Physics of the Universe

How did the Universe begin, and what physical processes set the initial conditions for the cosmic structures we see today? What is the nature of dark matter, and how does it shape the growth of structure across cosmic time? What is driving the accelerated expansion of the Universe—dark energy, new fields, or a modification of gravity? And how can precision measurements of cosmic structure—from the cosmic microwave background to gravitational lensing and galaxy surveys—map the Universe’s expansion and growth history to test fundamental physics?

At KIPAC, we work to understand the physics that shapes the origins, evolution, and fate of the Universe. We develop theoretical models of the early Universe, devise experiments to detect dark matter, and analyze precision measurements of the cosmos—from the oldest light in the cosmic microwave background to the large-scale structure mapped by galaxy surveys—to test gravity, measure the properties of dark matter and dark energy, and search for signatures of new physics.

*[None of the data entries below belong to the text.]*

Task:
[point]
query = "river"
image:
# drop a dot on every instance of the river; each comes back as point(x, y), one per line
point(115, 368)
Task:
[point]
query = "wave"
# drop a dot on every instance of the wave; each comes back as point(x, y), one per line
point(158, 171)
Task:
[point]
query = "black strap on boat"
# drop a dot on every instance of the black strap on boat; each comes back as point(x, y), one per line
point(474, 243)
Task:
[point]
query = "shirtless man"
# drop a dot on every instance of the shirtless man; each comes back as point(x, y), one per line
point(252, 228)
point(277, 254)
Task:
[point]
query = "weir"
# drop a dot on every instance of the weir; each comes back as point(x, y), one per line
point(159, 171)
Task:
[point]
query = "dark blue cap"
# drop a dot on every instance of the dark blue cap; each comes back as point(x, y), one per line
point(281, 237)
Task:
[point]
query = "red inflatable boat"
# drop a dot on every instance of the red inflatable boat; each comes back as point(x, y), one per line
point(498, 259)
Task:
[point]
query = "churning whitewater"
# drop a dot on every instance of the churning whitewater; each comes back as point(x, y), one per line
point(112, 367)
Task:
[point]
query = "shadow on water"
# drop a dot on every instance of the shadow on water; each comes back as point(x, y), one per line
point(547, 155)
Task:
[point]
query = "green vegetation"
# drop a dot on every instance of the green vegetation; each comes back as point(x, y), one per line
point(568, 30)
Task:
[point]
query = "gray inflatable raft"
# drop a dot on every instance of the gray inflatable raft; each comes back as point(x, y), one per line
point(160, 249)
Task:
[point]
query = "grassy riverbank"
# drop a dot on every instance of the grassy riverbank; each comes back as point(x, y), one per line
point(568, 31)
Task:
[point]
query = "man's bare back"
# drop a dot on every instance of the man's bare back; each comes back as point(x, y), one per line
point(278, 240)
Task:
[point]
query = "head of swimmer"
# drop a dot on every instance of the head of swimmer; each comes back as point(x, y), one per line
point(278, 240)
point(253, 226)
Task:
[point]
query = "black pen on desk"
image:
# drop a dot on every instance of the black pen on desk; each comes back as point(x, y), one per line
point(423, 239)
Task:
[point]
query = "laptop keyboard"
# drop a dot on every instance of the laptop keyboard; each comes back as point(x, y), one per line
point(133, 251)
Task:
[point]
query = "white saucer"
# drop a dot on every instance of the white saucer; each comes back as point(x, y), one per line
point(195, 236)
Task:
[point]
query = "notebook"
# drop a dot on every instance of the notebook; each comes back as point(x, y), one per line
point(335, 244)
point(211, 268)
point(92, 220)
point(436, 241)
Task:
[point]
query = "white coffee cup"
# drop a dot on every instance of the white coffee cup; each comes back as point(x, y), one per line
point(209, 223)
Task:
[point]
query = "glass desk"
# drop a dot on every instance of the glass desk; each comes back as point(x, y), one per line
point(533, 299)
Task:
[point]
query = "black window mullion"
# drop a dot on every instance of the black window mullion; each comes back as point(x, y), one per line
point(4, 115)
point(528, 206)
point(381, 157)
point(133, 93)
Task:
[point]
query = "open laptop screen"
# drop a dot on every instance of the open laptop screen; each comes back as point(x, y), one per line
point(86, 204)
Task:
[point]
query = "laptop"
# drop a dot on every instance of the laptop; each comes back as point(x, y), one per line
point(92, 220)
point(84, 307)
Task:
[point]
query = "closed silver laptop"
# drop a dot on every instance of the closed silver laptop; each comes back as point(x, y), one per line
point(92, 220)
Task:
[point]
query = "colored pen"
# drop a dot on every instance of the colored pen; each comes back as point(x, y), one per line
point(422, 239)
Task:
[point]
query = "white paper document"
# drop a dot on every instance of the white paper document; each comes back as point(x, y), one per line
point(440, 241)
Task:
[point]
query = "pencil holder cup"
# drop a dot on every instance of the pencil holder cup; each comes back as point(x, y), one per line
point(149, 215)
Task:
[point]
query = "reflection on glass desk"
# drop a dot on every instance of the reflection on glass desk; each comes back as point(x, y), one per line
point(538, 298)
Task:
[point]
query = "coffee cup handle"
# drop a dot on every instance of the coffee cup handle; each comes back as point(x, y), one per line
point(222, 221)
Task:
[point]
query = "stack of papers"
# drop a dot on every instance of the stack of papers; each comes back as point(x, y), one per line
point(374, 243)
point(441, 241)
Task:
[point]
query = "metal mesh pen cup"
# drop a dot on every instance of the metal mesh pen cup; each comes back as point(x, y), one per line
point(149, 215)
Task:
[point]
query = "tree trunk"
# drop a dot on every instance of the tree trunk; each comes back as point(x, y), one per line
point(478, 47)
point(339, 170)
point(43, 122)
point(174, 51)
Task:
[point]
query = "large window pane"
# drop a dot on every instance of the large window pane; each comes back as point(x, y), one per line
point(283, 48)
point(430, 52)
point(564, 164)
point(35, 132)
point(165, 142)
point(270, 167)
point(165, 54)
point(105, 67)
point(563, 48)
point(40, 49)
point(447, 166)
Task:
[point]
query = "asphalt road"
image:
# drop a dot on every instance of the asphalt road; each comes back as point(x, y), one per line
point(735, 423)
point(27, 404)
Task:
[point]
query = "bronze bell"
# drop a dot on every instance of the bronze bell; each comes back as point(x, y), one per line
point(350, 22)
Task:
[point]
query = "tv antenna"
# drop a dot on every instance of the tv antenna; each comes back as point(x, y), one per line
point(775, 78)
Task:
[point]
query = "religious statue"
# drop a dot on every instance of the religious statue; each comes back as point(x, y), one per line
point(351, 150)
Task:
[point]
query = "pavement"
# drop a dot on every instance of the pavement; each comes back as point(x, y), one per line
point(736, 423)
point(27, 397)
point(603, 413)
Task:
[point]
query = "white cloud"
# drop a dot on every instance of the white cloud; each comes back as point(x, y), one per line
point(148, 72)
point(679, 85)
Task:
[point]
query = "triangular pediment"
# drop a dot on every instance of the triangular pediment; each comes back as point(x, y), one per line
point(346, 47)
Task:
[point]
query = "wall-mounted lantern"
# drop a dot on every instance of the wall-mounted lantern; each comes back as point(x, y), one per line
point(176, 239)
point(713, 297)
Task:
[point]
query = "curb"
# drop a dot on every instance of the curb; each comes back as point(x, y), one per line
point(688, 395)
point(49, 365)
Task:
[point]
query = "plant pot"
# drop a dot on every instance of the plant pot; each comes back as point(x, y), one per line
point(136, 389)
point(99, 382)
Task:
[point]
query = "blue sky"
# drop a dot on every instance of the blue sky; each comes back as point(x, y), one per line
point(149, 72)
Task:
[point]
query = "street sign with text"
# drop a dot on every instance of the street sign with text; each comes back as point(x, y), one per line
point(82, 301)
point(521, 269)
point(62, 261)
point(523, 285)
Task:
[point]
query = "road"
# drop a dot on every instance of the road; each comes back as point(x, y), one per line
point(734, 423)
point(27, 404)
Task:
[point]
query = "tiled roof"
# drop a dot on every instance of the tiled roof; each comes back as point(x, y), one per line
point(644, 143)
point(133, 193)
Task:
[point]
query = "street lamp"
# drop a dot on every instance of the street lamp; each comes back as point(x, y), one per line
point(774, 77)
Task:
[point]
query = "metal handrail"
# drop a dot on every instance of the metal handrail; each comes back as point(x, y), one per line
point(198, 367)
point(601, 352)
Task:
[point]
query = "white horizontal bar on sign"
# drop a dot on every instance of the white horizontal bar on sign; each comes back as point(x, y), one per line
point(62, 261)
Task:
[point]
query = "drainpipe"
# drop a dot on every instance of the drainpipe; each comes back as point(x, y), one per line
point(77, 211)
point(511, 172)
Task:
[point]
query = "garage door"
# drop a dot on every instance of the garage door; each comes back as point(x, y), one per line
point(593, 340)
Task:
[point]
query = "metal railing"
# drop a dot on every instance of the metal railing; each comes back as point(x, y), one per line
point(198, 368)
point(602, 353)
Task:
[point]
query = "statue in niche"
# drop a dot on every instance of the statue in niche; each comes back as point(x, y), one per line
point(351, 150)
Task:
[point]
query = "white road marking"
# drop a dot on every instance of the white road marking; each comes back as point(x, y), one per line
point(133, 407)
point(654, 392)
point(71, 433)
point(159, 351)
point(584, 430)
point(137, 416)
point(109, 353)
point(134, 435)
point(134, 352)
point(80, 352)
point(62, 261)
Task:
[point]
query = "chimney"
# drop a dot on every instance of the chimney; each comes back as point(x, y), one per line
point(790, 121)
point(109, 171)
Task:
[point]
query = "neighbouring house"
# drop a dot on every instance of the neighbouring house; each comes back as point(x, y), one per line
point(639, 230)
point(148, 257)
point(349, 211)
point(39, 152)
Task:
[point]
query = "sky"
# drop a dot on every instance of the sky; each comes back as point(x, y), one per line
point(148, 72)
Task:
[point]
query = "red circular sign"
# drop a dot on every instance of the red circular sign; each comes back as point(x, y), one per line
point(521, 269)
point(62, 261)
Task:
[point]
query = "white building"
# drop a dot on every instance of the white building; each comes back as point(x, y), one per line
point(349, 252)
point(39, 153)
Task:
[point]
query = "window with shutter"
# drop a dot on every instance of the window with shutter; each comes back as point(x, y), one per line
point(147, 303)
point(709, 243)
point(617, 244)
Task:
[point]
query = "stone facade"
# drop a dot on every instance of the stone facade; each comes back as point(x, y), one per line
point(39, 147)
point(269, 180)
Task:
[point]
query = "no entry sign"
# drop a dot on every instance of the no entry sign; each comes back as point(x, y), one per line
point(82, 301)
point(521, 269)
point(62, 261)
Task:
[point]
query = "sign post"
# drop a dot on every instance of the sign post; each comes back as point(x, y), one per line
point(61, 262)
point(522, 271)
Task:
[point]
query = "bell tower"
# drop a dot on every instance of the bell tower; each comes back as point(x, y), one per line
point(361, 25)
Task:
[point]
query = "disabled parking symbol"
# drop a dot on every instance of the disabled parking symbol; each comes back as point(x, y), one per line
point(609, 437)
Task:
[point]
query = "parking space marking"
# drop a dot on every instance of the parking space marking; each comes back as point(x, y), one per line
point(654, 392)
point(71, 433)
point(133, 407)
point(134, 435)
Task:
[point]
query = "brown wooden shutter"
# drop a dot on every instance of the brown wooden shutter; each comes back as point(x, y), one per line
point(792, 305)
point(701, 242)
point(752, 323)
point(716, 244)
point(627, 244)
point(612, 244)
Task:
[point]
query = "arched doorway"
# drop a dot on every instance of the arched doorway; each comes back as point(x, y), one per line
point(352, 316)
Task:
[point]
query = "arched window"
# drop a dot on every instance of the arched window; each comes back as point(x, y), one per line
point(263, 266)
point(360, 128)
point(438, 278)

We collaborate closely with colleagues in the Leinweber Institute for Theoretical Physics at Stanford (LITP@S) to connect theories of dark matter and the early Universe to data. For example, we develop techniques to search for primordial gravitational waves—potential signatures of inflation—and explore new ways to probe dark matter physics through both astrophysical observations and direct experiments.

Dark Matter

The matter we can see, which makes up every planet, star, and galaxy, accounts for less than five percent of the contents of our Universe. About a quarter of the Universe is composed of dark matter, which reveals its presence through gravitational effects on systems ranging from individual galaxies to the entire cosmic web and its evolution. At KIPAC, we aim to understand the nature of dark matter by studying its behavior in diverse cosmological settings—from the Milky Way to high-energy objects to the early Universe. Using state-of-the-art cosmic surveys, we search for imprints of dark matter’s interactions with regular matter and its particle properties in the sky. KIPAC scientists also devise novel experiments, including underground detectors, to directly detect different kinds of dark matter particles and to test whether dark matter interacts beyond gravity.

Dark Energy

Our Universe is expanding at an accelerating rate. This acceleration is driven by dark energy, which makes up 70 percent of the contents of our Universe and whose nature remains mysterious. Dark energy affects both the expansion history of the Universe and the growth of cosmic structure. At KIPAC, we play leading roles in observational programs that measure these effects using galaxy surveys, gravitational lensing, and precision measurements of the cosmic microwave background. By tracing the growth of structure and the expansion history across cosmic time, these measurements test whether dark energy evolves and whether cosmic acceleration points to new physics.

The Early Universe

The earliest moments of the Universe set the initial conditions for the seeds of cosmic structure. A leading idea is cosmic inflation: a brief period of accelerated expansion that can explain the Universe’s large-scale uniformity while generating tiny primordial fluctuations that later grew into galaxies and clusters. Inflation occurred when the Universe was a tiny fraction of a second old, at extreme energy densities far beyond those reached by terrestrial particle accelerators. Because inflation is sensitive to physics at these scales, observational clues from this era are uniquely valuable—and can be searched for in precision measurements of the cosmic microwave background, large-scale structure, and, potentially, primordial gravitational waves.

The Cosmic Microwave Background (CMB)

The cosmic microwave background (CMB) is the oldest light we can observe, released when the Universe was about 380,000 years old, after it cooled enough for atoms to form and light to travel freely. Tiny variations in the CMB encode a snapshot of the early Universe and the seeds of cosmic structure, while subtle distortions and gravitational lensing imprinted on the CMB as its photons traverse the Universe provide a powerful map of matter between us and the surface of last scattering. At KIPAC, we lead and contribute to major CMB experiments, developing instruments and analysis techniques to extract precise measurements of the CMB’s temperature, polarization, lensing, and Sunyaev–Zel’dovich signals. Together with galaxy surveys and gravitational lensing at late times, these CMB measurements let us trace the Universe’s expansion and growth across cosmic history—placing stringent consistency tests on cosmological models and searching for signatures of new physics.

Large-Scale Structure

The large-scale structure of the Universe—the cosmic web traced by galaxies, gas, and dark matter—provides one of our most powerful laboratories for precision cosmology. By measuring how clustering, baryon acoustic oscillations, redshift-space distortions, and gravitational lensing evolve over time, we can reconstruct the Universe’s expansion history and the growth of structure, test gravity on the largest scales, and constrain the properties of dark matter, dark energy, and light relics such as neutrinos. At KIPAC, we lead and help build major surveys to map the cosmos, and we develop statistical and computational techniques to extract cosmological information from their data—combining galaxy clustering, weak lensing, and cross-correlations with the CMB to measure the Universe’s expansion and the growth of structure with high precision. Because galaxies are biased tracers of the underlying matter field, we also build and test models that connect galaxies to their dark matter halos, enabling robust inference while disentangling astrophysical systematics from fundamental physics.